Ensuite, la tokenisation des données de paiement montre clairement ses limites dans bon nombre de parcours cross-canal. Si le commerçant tokenise mon numéro de carte, ces données n’auront de sens que si j’utilise la même carte pour toutes mes commandes et tous les canaux offerts. Est-ce réaliste ? Non. Car j’ai certainement dans mon portefeuille plusieurs cartes bancaires, et il m’arrive de payer en ligne avec Paypal, par exemple. Tracer à chaque paiement que je suis la même personne nécessiterait de me forcer à utiliser tout le temps la même carte, ou exiger mon enrôlement préalable à tout démarrage de parcours. Est-ce compatible avec la promesse du « sans couture », dont la grande force est de laisser le consommateur libre de l’utilisation des canaux ? Non.

En substance, il est présomptueux de penser que les données de paiement seront fiables pour un profilage et une relation one-to-one, sauf à n’offrir que des parcours limitants à sa clientèle.

«Je choisis le même prestataire de paiement pour tous mes canaux, pour un cross-canal performant»

Là aussi, c’est faux.
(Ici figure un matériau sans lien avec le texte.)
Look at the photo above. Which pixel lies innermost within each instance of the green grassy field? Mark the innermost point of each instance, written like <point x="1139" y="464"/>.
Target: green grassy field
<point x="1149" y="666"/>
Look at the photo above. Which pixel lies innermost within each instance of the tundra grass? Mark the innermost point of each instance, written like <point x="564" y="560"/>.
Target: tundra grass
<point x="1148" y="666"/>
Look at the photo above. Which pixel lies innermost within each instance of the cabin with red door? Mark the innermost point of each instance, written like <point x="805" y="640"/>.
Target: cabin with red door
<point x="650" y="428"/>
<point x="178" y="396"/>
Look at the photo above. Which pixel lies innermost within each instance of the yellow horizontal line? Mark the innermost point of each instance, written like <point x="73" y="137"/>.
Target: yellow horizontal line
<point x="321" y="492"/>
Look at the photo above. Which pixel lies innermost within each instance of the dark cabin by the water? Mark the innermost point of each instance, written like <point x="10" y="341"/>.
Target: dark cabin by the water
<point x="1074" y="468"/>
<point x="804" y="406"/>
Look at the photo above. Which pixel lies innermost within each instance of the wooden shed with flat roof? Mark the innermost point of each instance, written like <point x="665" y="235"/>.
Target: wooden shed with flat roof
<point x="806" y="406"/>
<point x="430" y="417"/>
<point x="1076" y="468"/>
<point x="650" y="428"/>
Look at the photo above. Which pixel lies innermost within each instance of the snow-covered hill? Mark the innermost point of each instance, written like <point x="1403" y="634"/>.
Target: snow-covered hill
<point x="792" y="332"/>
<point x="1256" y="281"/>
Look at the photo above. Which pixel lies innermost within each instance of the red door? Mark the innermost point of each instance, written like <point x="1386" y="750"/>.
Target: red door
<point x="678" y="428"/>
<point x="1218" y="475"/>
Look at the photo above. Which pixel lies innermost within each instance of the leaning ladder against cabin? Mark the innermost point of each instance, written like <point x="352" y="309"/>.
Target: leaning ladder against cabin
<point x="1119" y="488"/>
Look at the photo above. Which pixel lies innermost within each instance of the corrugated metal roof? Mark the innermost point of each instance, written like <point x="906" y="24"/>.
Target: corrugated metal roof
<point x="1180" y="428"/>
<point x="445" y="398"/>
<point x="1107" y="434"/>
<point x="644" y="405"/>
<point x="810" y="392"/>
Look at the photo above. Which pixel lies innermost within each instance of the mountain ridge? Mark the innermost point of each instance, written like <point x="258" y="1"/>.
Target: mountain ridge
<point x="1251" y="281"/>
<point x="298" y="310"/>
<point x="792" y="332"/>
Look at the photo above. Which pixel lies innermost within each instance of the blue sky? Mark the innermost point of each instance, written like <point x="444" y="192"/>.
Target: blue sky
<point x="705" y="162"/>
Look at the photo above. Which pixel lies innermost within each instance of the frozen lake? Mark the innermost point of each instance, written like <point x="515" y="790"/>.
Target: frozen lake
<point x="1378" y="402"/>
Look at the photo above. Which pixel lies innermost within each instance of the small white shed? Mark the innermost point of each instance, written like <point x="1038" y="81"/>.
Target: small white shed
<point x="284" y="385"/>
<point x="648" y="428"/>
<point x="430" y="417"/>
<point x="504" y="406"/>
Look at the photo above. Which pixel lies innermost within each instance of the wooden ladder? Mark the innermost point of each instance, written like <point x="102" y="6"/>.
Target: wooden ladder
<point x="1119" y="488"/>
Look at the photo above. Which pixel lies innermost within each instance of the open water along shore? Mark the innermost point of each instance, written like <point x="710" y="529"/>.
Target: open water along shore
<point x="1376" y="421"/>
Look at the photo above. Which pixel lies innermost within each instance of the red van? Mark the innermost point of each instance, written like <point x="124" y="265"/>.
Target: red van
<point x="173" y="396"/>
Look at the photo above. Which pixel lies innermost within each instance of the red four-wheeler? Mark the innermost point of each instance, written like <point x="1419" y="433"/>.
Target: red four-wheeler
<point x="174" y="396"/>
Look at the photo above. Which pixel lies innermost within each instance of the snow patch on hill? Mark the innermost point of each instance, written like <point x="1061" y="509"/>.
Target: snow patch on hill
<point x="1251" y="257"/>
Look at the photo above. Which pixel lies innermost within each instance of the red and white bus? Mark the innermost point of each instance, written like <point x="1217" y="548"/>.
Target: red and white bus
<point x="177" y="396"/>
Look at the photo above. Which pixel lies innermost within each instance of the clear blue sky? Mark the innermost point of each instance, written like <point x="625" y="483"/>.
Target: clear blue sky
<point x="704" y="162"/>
Il est parfaitement possible d’opérer un bon cross-canal en ayant choisi un prestataire de paiement pour le e-commerce différent de son fournisseur de système d’acceptation de proximité. D’autant plus, que ce sont d’ailleurs généralement ces derniers, qui poussent le commerçant à une stratégie mono-fournisseur, prétextant une meilleure harmonisation omni-canal, alors qu’il serait judicieux de s’en affranchir pour bénéficier des meilleures conditions financières des différents acquéreurs.

Il n’est en réalité à minima besoin que d’une méthode de tokenisation unique pour tous les canaux ; certains commerçants ont fait tôt le choix d’un tokenizer tiers, s’assurant ainsi de ne pas se faire enfermer dans un mono-sourcing aux dérives propriétaires. Quant à la concentration et la consolidation des flux au sein d’un même back-office, une pré-acquisition agnostique et performante saura mieux répondre aux enjeux de réconciliation, et aussi offrir plus en termes d’optimisations financières et de traitement de la donnée.